Cable company ordered to broadcast show featuring pro-marijuana candidates

Monday, October 12, 1998


A cable company in New York recently aired an episode of “The Hippie Talk Show,” which featured candidates from the Marijuana Reform Party, on public access television under orders from a federal judge.


The controversy began when George Moss, the independent television producer of the show, was told by Cablevision officials that he could not broadcast the segment which featured three candidates from the Marijuana Reform Party on the Nassau County public access channel.


Moss and the three candidates — Thomas Leighton, Jeffrey C. Wright and Corrine Kurtz — sued in federal court, contending that Cablevision unlawfully censored the show in violation of a federal statute that prohibits cable operators from exercising “editorial control” over public access programs that do not contain “obscenity, indecency or nudity.”


Cablevision said that it was merely following a policy of not allowing commercial use of the public access channel.
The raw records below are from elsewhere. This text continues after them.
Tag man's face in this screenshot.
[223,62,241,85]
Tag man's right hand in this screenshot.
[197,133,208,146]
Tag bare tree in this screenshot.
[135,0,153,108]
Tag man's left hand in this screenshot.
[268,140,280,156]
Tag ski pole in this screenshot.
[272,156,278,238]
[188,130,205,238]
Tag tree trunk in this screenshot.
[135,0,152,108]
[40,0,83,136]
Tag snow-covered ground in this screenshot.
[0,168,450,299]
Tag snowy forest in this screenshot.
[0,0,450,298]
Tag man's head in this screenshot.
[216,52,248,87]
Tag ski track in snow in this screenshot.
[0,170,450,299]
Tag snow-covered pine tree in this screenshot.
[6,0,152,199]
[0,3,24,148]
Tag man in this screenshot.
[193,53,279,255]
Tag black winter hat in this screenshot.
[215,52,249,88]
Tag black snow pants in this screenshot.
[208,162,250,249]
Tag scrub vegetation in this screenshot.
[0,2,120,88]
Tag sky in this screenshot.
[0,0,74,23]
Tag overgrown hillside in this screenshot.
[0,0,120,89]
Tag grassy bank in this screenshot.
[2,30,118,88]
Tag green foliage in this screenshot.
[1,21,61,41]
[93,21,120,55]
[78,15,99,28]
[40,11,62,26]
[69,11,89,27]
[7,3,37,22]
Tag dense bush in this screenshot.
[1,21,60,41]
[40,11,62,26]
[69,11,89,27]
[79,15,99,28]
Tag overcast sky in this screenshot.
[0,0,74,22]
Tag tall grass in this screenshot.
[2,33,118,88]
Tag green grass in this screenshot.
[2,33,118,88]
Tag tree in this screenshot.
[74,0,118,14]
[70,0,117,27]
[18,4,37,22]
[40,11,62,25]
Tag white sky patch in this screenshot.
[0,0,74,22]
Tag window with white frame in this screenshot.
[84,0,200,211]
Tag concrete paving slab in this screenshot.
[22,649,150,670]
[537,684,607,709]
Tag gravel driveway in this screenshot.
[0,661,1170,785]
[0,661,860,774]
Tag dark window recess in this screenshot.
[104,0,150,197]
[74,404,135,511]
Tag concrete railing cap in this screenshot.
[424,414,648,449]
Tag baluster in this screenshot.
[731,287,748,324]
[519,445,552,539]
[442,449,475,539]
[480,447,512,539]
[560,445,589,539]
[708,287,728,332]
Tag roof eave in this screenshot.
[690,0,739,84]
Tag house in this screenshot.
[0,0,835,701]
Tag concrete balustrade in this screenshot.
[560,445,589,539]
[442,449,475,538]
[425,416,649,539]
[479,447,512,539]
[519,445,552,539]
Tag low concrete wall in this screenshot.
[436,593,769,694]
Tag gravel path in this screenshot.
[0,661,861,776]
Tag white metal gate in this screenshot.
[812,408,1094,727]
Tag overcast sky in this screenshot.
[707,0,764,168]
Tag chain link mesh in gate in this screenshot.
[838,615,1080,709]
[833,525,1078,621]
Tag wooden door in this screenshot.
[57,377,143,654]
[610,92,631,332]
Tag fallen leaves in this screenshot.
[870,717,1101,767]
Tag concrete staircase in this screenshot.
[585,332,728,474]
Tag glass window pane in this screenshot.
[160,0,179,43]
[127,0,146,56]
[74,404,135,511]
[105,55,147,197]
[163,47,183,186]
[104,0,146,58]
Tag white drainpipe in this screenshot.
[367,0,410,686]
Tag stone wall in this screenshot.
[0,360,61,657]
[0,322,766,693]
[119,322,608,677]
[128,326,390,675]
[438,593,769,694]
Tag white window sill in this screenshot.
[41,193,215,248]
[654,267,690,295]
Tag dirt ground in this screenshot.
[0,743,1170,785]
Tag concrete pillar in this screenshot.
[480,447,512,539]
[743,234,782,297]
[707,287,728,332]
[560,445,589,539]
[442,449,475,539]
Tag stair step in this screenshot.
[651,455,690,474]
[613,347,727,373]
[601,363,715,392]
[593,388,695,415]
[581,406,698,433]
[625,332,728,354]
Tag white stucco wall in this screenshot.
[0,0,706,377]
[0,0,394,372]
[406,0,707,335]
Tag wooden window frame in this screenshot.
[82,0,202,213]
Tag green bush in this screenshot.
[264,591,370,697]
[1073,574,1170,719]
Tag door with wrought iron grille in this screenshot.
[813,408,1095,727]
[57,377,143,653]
According to the company, the candidates' campaign advertisements would constitute commercial use of the channel.


Federal District Judge Arthur Spatt granted Moss and the three candidates a preliminary injunction last week in Moss v. Cablevision Systems Corp., ordering Cablevision to permit the airing of the program.


“The loss of opportunity for expression of political ideas, especially in the context of political speech just prior to the November election, unquestionably constitutes irreparable injury because of the value placed on freedom of speech in the marketplace of ideas,” wrote Spatt.


Spatt rejected Cablevision's argument that the speech of the MPR candidates would commercialize the public access channel. Instead, Spatt determined that the speech was a form of political expression. “Protecting political speech on public issues has been a central concern of the Supreme Court,” the judge wrote.


Quoting from former Supreme Court Justice William Brennan's opinion in New York Times Co. v. Sullivan, Spatt also wrote: “The First Amendment reflects a 'profound national commitment' to the principle that 'debate on public issues should be uninhibited, robust and wide-open.'”


Thomas J. Hillgardner, attorney for Moss and the candidates, said that the injunction “is a victory for small political parties. Public access television is a mechanism to level the playing field in elections. The judge's decision recognized that the speech in question was purely political.”


William Savino, attorney for Cablevision, said: “I have no comment because the matter remains in litigation.”